Wednesday, 1 September 2010

Tea Geek Longjing

Today I am drinking some of the Longjing (Dragonwell) that I received as part of the Tea Geek 'Tea Bascis' Certification course that I signed up for. Check out the beautiful and strikingly-shaped leaves:


This is quite an unusual shape for tea leaves and is characteristic for Longjing; it's the result of the particular pan-firing process used to produce the tea. (They're actually a bit less silvery and slightly more yellow than they show up in the photo.)

The liquor is a very very pale greeny-yellow and tastes lightly toasty, and has a lovely lingering sweet aftertaste.


This is probably the nicest Longjing that I've ever had, and certainly the nuttiest-tasting. I think it actually does taste of chestnuts (although it probably also helps that I had some actual chestnuts not that long ago, so the taste is still reasonably fresh in my memory).

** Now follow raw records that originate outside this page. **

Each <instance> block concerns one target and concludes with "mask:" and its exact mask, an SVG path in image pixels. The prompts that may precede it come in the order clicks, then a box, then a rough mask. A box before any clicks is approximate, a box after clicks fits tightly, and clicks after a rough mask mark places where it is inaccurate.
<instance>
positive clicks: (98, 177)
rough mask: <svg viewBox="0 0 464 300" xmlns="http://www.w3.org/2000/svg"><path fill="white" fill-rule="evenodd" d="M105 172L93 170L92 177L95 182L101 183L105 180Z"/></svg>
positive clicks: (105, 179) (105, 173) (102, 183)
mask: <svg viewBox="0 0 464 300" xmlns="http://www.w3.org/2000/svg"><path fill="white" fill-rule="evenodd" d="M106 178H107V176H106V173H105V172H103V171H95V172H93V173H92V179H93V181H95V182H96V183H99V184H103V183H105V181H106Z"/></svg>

I'm enjoying the Tea Geek course very much... scribbling away in my notebook and trying to remember the names of different provinces (true Longjing comes from Zheijiang! But don't ask me where that is on a map!), and oh yes, catalysing a spot of myth-busting as well! Good times!

1 comment:

  1. This sounds very interesting, I never had a Longjing tea before. Have not check the teabook of the shop here for it yet, but already guess they do not have it.